> >

Keluarkan Petisi Bulaksumur, Komunitas Akademik UGM Minta Jokowi Kembali ke Koridor Demokrasi

Politik | 31 Januari 2024, 21:07 WIB
Guru Besar Fakultas Psikologi Universitas Gadjah Mada Prof Koentjoro (tengah) membacakan Petisi Bulaksumur di Balairung Universitas Gajah Mada, Yogyakarta, Rabu (31/1/2024).

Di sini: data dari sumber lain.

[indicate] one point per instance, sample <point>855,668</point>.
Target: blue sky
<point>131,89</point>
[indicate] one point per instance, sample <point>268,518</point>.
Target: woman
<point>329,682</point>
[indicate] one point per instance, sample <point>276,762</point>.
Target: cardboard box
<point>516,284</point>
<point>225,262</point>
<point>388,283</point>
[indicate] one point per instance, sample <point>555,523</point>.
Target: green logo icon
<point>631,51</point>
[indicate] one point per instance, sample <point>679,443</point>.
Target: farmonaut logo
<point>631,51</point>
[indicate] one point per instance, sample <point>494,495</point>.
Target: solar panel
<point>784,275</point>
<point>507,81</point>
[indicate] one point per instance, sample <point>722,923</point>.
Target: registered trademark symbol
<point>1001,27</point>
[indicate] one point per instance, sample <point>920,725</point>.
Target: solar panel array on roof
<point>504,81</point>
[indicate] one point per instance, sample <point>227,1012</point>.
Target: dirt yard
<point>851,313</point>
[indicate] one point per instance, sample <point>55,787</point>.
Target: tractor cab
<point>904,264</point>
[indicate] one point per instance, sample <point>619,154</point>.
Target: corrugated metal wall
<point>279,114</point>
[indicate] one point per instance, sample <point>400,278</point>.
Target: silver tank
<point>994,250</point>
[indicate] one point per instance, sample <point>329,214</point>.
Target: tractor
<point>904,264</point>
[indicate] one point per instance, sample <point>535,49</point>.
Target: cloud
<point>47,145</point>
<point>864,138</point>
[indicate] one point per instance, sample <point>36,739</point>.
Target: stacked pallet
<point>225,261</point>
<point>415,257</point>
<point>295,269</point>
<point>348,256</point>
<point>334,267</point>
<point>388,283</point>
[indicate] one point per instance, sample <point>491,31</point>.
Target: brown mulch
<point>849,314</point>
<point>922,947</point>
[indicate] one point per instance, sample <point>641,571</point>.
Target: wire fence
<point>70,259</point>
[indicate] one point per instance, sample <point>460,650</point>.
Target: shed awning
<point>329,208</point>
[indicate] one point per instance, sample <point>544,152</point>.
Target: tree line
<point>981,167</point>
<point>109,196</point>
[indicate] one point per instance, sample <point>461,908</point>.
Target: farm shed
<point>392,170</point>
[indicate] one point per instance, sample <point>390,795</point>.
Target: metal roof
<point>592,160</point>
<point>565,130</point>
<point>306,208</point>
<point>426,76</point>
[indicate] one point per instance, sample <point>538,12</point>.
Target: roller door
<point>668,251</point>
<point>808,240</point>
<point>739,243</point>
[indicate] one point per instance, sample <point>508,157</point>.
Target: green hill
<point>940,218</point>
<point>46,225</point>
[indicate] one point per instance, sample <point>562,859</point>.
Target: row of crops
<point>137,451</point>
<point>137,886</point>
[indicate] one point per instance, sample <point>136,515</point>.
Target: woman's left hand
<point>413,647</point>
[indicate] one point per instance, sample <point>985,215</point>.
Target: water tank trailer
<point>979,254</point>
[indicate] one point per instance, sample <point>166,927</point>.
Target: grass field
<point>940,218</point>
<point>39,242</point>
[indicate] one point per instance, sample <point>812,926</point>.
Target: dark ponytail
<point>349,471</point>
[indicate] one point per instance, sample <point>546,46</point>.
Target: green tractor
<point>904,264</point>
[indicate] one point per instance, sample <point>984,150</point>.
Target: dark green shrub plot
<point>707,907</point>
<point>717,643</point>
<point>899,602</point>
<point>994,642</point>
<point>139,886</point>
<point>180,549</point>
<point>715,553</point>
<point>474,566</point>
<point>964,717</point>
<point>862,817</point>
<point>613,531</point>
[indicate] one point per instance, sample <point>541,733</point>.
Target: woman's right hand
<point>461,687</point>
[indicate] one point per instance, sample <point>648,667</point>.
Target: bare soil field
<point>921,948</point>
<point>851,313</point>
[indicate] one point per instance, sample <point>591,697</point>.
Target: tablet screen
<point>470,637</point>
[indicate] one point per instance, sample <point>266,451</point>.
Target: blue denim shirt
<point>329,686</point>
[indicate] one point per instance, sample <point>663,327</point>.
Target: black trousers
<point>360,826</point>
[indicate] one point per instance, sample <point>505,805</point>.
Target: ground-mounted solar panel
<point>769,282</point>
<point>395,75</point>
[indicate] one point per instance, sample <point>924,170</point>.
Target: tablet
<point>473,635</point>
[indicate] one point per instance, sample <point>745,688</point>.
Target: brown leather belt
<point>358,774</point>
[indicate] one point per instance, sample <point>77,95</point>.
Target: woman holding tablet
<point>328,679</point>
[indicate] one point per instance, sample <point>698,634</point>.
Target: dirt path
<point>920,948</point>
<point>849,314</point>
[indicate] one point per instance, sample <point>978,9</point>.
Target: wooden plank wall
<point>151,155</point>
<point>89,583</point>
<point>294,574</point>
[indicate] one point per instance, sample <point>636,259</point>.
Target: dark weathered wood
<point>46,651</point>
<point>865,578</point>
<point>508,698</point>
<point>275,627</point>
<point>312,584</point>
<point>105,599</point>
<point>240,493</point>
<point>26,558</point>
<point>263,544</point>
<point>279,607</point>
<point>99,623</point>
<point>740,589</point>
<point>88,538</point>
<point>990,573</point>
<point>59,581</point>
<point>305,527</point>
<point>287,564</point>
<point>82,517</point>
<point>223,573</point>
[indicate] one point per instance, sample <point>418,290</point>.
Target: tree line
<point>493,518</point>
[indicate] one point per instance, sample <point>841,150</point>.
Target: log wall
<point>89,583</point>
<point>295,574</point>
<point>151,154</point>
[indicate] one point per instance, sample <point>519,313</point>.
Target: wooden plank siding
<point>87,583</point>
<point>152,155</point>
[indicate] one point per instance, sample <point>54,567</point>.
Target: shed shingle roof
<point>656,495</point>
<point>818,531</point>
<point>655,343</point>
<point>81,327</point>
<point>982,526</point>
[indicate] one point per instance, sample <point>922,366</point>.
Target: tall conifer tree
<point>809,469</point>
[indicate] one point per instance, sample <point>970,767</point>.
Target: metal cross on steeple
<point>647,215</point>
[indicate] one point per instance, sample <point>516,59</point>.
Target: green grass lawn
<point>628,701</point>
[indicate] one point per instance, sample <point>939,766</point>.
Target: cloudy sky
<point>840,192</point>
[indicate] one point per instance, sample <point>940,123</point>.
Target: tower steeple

Petisi itu disusun oleh sivitas akademika UGM yang tergabung dalam Mimbar Akademik. (Sumber: KOMPAS.id/FERGANATA INDRA RIATMOKO)

YOGYAKARTA, KOMPAS.TV - Sejumlah komunitas akademik di Universitas Gajah Mada (UGM) prihatin dengan munculnya tindakan-tindakan menyimpang yang terjadi dalam masa pemerintahan Presiden Joko Widodo atau Jokowi.

Komunitas akademik yang terdiri dari dosen, mahasiswa, guru besar dan alumni ini menyesalkan tindakan menyimpang tersebut justru terjadi di masa pemerintahan Presiden Jokowi, yang juga alumni UGM itu.

Mereka menilai sebagai alumni, semestinya Jokowi bisa berpegang pada jati diri UGM yang menjunjung tinggi nilai-nilai Pancasila dengan turut memperkuat demokrasi.

Dalam Petisi Bulaksumur yang dibacakan, komunitas akademik UGM mendesak aparat penegak hukum dan pejabat negara, aktor politik hingga Presiden Joko Widodo untuk kembali kepada koridor demokrasi dan mengedepankan nilai-nilai kerakyatan serta keadilan sosial.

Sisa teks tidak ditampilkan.